Prof. Dr. Naoji Kimura
Germanist, Researcher on Goethe
DAAD Scholarship 1959–1961
Although a few decades have now passed, Naoji Kimura can still remember his DAAD Scholarship in Munich very well: "Without wishing to flatter anyone, it was the most wonderful time of my life," he reminisces. "I still belong to the last generation of scholarship holders who were able to sail by French passenger ship from Yokohama to Marseille and back, through the Suez Canal. On board, I was already somehow able to feel universal in the Goethe sense." The scholarship had, he said, made it possible for him to "make acquaintance with the spirit of German philology." Moreover, he was pleased to still have been able to get to know the old German university based on Wilhelm von Humboldt's educational ideal. The thirst for knowledge of the German fellow students, some of whom were much older and had been away in the war, impressed the Japanese student greatly at the time.
Above all I was taken with Goethe's universality.
Kimura was born in 1934 in Sapporo, capital of the Japanese northern island of Hokkaido. He came to read German studies via a small diversion: "In April 1955, when I began to study at the Sophia University in Tokyo, which German Jesuits founded, my major was philosophy. Students of this subject either had to learn Latin or German as a foreign language. I wanted to learn German from the outset, because it was traditionally considered the language of science and research in Japan." After two years of studying German he decided to specialise in German studies, because he could learn German much better with a German married couple, who both happened to be DAAD lecturers. "I not only read German literature with them, but also philosophy and theology," explains Kimura. "Above all, I was taken with Goethe's universality." Kimura soon knew that he wanted to become a professor of German. And he remained true to his preoccupation with Johann Wolfgang von Goethe throughout his academic life.

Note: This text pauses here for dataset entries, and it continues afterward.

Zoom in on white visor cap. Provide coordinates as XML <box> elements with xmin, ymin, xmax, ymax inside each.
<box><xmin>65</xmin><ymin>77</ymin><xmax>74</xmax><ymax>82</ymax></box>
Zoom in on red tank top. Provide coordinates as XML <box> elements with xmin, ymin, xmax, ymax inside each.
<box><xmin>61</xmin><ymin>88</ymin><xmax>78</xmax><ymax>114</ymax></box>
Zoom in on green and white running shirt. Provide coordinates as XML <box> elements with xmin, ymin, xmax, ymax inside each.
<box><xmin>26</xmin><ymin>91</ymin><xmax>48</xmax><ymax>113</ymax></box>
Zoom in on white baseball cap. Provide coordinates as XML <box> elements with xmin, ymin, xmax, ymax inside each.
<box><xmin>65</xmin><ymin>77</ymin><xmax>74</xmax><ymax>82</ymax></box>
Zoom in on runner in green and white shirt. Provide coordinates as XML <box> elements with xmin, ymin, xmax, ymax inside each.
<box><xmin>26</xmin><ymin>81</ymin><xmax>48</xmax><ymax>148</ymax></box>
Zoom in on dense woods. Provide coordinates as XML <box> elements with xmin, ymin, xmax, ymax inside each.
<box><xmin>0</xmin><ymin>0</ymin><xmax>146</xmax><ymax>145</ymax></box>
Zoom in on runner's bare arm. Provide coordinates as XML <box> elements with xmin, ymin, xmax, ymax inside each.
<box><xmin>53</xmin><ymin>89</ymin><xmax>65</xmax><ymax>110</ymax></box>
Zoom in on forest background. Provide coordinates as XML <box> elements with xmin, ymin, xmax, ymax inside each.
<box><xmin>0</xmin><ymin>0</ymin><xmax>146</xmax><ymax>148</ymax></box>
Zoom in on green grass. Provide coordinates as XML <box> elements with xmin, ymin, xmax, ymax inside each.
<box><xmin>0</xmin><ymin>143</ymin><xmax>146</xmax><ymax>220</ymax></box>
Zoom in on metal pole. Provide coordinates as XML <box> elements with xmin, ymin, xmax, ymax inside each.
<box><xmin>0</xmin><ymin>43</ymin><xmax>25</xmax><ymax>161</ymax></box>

The German poet was and is his core research area, namely "Goethe as poet, philosopher and natural scientist," as the Japanese professor stresses.
Professor Kimura has received numerous prizes and awards for his services to German language and literature, as well as to cultural exchange between Germany and Japan. 1982 saw him receive the Philipp Franz von Siebold Prize of the Federal Republic of Germany, in 1992 the Cross 1st Class of the Order of Merit of the Federal Republic of Germany. He was awarded the Goethe Medal by the Goethe-Institut in 1996. In June 2003 the DAAD awarded him the Jacob and Wilhelm Grimm Prize. Also in June 2003 he received the Golden Goethe Medal from the Goethe Society in Weimar. Kimura considered it a special honour to be made a Corresponding Member of the German Academy for Language and Poetry in 1997. He was Vice-President of the German-Japanese Society in Regensburg, which was founded on 1 February 2005. Furthermore, he has been Vice-President of INST, a cultural studies institute based in Vienna, since 2003. After gaining emeritus status at the Sophia University, Tokyo, in 2000, Kimura has repeatedly felt drawn back to Germany. He taught Japanese language and literature at Regensburg University until 2006. Naoji Kimura now lives in Tokyo.